Il grande Leviathano hobbesiano stringe la sua morsa intorno a Kolya fino a spazzare via non solo la sua casa, ma anche la sua famiglia e la sua libertà. E niente di riconducibile a un potere divino trascendente sembra essere contemplato in questo scenario, in cui tutto è molto immanente all'umanità e alla terra su cui essa abita.
Kolya affonda in un mondo nel quale la corruzione e la meschinità sono dilaganti e attraversano tutti i poteri costituiti (compresa la chiesa ortodossa) e le aggregazioni umane. Mentre intorno la natura incurante ci riempie gli occhi e la mente, in un contrasto che fa quasi male al cuore.

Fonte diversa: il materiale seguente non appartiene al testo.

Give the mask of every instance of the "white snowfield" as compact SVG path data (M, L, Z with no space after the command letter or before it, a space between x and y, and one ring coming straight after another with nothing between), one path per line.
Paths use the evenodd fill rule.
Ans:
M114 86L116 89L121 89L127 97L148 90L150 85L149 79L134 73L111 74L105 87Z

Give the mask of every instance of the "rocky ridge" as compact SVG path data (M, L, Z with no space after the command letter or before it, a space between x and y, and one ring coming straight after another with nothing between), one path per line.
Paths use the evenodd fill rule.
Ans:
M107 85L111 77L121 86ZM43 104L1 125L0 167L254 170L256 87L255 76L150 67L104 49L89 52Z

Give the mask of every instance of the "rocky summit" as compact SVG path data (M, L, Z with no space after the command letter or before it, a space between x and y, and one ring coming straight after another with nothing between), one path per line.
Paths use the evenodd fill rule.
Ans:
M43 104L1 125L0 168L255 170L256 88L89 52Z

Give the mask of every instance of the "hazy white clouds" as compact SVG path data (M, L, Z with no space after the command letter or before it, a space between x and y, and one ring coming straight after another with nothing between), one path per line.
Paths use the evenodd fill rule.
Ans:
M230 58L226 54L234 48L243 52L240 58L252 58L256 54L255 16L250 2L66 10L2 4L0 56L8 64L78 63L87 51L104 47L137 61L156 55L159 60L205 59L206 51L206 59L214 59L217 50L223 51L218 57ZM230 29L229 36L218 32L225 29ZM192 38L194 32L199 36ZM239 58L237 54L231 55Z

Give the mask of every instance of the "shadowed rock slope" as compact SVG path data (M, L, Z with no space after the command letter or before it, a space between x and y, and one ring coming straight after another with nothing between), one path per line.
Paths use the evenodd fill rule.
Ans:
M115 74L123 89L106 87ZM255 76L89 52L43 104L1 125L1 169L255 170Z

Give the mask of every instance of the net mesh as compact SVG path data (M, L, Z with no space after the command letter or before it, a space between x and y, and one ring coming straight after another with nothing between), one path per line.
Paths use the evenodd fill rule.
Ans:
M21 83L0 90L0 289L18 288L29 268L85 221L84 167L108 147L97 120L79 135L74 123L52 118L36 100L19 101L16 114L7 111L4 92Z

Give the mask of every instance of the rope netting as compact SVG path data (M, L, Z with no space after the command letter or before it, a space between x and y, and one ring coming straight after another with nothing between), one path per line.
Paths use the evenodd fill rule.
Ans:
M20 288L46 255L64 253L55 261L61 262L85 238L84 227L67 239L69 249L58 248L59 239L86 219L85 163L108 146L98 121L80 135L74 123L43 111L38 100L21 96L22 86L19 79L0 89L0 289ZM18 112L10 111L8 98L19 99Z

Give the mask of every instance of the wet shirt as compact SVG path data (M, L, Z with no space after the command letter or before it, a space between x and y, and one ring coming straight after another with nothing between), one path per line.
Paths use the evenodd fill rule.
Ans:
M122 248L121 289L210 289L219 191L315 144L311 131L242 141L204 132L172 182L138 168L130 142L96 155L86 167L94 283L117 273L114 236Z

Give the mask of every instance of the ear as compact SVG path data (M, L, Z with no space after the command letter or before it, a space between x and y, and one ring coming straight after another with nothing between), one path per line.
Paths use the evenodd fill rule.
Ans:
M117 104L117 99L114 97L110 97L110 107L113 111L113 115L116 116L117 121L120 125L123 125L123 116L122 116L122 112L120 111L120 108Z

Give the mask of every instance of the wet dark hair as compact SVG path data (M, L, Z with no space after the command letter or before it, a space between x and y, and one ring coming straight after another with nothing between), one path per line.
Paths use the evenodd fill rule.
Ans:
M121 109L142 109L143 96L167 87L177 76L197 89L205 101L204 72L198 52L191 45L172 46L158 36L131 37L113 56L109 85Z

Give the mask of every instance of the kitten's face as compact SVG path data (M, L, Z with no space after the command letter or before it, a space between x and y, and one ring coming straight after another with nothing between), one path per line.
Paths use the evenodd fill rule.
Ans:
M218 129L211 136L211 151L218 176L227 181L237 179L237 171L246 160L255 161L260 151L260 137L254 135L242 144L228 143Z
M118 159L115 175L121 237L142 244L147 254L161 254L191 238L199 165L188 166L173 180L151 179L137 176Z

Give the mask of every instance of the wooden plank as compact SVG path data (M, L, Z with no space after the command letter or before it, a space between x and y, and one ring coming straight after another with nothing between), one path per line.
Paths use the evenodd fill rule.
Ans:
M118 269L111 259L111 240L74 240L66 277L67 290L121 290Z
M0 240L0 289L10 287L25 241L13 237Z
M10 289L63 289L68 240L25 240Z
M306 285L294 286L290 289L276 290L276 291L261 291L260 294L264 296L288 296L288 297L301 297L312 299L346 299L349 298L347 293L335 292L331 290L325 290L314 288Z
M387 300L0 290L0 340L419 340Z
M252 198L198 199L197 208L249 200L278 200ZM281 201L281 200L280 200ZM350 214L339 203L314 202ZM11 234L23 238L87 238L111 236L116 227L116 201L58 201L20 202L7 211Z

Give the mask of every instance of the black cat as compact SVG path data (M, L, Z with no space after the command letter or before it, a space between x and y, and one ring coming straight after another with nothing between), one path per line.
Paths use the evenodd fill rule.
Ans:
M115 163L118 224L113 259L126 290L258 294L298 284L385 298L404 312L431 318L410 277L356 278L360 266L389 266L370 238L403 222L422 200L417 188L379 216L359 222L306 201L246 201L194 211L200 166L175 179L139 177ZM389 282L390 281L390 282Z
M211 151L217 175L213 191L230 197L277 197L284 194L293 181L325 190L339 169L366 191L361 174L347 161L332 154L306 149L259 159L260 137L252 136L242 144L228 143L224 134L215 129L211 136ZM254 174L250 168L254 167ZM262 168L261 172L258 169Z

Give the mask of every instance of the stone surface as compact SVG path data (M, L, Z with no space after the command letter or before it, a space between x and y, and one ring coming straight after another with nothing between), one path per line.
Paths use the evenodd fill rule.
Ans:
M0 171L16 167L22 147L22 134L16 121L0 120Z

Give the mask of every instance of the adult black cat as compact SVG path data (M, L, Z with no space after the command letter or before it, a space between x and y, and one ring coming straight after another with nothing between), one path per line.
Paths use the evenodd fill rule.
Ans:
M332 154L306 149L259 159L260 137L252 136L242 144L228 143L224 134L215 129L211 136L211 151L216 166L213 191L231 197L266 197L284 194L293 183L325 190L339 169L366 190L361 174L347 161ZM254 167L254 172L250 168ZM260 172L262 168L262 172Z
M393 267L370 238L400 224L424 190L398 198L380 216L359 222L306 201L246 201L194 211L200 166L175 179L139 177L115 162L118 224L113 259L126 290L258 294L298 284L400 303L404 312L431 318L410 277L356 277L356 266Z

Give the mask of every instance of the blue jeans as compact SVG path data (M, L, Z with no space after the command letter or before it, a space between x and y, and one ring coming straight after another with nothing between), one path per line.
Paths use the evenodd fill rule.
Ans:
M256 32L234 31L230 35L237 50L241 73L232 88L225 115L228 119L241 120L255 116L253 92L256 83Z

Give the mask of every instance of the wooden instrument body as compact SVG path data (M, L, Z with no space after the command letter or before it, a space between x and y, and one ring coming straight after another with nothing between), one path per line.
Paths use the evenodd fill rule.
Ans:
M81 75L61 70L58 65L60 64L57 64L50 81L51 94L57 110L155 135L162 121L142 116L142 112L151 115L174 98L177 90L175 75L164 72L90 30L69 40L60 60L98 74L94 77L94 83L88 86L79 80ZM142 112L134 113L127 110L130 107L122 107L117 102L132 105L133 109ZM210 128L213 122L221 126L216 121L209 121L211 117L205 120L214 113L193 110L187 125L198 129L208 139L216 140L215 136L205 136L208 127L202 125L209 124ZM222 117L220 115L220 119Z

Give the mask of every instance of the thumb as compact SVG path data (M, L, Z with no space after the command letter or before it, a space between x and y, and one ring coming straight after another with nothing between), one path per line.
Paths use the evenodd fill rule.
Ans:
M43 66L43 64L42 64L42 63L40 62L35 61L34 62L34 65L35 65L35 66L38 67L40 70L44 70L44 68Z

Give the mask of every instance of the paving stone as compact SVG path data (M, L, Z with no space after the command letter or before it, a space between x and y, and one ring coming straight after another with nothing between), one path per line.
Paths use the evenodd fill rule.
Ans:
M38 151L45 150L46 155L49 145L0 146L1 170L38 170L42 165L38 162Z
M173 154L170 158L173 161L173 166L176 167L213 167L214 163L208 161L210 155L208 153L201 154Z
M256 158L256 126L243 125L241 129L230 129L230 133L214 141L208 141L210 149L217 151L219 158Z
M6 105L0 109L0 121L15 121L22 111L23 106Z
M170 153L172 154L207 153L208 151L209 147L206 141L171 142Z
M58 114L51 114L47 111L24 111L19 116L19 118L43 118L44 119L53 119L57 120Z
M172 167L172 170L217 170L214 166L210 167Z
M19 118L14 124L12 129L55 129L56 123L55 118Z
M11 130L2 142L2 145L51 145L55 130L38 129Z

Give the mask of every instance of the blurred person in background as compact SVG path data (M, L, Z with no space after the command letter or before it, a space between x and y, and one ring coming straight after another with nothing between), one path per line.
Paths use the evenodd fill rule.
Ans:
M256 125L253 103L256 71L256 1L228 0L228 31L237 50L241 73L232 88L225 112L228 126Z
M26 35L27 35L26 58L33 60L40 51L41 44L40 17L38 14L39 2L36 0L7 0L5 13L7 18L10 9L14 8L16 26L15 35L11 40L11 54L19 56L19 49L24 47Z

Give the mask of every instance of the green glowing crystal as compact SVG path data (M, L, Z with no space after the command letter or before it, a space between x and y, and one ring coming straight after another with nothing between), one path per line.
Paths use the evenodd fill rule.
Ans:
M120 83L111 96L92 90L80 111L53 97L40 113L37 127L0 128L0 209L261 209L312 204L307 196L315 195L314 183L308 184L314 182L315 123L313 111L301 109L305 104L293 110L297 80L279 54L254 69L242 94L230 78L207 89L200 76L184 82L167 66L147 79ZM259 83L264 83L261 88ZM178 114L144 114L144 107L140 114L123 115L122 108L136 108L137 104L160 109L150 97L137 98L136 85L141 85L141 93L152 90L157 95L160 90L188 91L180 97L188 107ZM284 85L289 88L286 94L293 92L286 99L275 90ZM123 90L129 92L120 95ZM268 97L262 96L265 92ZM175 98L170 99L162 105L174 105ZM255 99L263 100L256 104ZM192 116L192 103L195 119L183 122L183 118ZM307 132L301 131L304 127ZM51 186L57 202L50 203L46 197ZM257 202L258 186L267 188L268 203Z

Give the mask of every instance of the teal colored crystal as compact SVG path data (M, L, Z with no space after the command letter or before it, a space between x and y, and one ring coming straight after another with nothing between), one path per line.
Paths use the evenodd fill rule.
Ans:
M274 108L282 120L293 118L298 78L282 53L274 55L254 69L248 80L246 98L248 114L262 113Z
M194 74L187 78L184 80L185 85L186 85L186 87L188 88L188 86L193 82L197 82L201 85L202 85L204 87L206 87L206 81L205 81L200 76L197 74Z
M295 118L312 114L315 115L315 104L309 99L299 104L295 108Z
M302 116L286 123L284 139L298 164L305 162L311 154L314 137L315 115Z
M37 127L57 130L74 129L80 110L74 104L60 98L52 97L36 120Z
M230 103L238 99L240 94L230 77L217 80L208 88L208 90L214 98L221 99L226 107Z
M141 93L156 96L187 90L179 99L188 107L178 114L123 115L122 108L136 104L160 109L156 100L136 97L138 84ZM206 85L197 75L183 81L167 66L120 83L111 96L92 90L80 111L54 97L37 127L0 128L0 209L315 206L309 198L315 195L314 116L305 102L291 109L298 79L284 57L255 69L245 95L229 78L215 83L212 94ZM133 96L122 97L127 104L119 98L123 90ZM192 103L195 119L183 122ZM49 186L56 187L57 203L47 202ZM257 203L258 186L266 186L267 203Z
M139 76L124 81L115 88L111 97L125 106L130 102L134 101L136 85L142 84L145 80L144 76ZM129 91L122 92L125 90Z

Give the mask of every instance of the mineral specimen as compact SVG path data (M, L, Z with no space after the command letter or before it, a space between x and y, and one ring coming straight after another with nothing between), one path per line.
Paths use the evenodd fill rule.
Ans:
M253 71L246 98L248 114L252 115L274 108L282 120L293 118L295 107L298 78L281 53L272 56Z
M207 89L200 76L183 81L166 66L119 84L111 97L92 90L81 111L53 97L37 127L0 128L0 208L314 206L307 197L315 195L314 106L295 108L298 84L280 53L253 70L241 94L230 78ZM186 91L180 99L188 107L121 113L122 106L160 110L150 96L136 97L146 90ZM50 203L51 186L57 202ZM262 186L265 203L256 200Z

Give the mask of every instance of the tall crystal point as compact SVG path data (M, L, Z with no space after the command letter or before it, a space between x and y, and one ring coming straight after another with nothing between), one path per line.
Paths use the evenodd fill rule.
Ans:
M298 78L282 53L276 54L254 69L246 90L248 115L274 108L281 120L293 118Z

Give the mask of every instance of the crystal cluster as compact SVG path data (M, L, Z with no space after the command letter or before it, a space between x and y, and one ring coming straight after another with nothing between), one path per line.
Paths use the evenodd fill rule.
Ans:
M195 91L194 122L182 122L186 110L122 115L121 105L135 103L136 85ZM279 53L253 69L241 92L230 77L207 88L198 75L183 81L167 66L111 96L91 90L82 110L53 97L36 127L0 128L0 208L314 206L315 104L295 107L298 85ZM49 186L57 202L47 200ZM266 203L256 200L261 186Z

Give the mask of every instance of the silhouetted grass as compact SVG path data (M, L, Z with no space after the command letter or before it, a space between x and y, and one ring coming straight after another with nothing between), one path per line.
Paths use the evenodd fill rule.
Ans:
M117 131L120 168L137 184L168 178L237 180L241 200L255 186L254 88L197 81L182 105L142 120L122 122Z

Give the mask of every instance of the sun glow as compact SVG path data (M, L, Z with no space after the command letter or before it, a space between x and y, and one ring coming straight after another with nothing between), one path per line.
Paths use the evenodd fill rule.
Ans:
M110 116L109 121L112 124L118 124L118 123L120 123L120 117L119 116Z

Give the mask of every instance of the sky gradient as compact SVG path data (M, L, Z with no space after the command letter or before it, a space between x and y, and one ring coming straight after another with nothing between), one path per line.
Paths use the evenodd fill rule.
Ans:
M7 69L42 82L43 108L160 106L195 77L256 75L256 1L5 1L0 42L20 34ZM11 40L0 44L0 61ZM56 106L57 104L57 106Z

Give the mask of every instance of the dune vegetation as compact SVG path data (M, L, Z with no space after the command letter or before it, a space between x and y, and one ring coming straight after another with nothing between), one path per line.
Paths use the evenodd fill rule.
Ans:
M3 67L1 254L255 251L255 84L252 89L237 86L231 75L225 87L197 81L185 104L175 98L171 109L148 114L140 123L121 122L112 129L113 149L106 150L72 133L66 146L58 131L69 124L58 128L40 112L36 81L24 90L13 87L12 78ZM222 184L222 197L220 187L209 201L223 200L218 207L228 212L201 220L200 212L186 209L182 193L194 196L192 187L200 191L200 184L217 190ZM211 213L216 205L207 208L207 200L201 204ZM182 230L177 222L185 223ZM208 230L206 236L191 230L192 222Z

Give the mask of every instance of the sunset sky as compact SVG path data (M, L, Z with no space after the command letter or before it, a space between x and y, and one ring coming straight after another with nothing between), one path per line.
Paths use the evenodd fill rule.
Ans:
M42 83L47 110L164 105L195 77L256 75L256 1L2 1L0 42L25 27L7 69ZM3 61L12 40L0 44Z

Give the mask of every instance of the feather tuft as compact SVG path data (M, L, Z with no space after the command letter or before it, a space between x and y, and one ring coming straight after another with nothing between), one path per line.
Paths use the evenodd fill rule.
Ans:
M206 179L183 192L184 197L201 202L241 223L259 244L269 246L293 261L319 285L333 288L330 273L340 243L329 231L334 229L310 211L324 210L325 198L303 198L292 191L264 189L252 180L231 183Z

I critici cinematografici parlano di riferimenti alla grande letteratura russa, che io sinceramente - nella mia crassa ignoranza - non sono stata assolutamente in grado di cogliere. Certo si respira un pessimismo cosmico, un senso di sconfitta, un'aria di disfatta e di morte che fa sembrare leggere le più disperanti delle storie che possiamo aver letto o visto.
Il tutto all'interno di una regia (quella magistrale di Andrei Zvyagintsev) e di una costruzione narrativa che più russa non si può, in certe forme di lentezza, di ironia e sarcasmo, di prolissità (non ci vengono risparmiate due sentenze lette per intero e l'omelia integrale di un prete ortodosso) per le quali bisogna andare al cinema preparati se si vuole evitare - come la coppia di mezza età seduta qualche fila davanti a noi - di gettare la spugna a metà del film.
Personalmente non l'ho trovato un capolavoro, ma il mix sorprendente di desolazione umana e grandiosità paesaggistica mi resterà a lungo negli occhi.